主人公のハヴィランド・タフは、1000年前に崩壊した連邦帝国の胚種船、<方舟>号の主にして、自称・環境エンジニア。全長30kmにもおよぶ超巨大な宇宙船は、宇宙中の生物のサンプルを保有する、生物兵器のカタマリのようなものだ。


第1話の「禍つ星」では、タフが<方舟>号を手に入れるまでの顛末が語られる。もともとはシリーズの番外編的に書かれたものを、連作集にする際にファーストエピソードにしたらしい。そのためか、やたらとサービス精神が豊富で、これでもかという展開が続く。リチャード・スタークの“悪党パーカー”ものと、『ジュラシック・パーク』と、『ウィザードリィ4』をミックスしたような感じか。


第2話「パンと魚」は、“産めよ、増やせよ”で人口が増え続ける惑星ス=ウスラムの食糧難を、タフが解決する。続く「守護者」も、突如現れた好戦的な海洋生物に対し、<方舟>搭載の環境エンジニアリング技術が効果を発揮する物語。エコロジー小説であるという見方も、できなくはない。
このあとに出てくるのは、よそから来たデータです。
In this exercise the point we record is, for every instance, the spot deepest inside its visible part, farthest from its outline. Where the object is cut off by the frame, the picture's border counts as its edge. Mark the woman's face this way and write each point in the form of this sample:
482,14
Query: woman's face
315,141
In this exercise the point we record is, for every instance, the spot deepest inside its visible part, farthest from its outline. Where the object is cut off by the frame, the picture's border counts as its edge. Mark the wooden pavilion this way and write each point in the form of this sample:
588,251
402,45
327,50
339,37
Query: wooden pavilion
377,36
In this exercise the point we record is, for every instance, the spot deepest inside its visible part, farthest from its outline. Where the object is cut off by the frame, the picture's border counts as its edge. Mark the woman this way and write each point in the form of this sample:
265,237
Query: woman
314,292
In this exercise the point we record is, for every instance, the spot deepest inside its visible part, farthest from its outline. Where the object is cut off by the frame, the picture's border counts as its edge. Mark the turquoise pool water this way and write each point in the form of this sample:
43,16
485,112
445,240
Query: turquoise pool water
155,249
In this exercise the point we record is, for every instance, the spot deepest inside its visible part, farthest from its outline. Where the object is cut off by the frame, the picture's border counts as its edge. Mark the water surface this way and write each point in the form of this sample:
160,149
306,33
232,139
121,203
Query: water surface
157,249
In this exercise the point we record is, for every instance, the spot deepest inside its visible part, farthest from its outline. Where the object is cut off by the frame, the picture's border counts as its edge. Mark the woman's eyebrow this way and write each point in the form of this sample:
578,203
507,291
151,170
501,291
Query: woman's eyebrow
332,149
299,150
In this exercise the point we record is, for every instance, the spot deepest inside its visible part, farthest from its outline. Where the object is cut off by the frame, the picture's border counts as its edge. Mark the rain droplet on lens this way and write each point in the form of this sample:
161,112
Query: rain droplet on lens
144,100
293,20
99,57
ところで本書の帯には、「宇宙一あこぎな商人ハヴィランド・タフ登場!」とあるのだが、彼は「元」商人ではないだろうか。それに、あこぎではないような……。慇懃無礼で無愛想ながらも、なぜか善きことをなしてしまう不思議なキャラクターこそが、このシリーズの魅力だと思うのだが、いかがだろうか。というわけで、次巻に続く。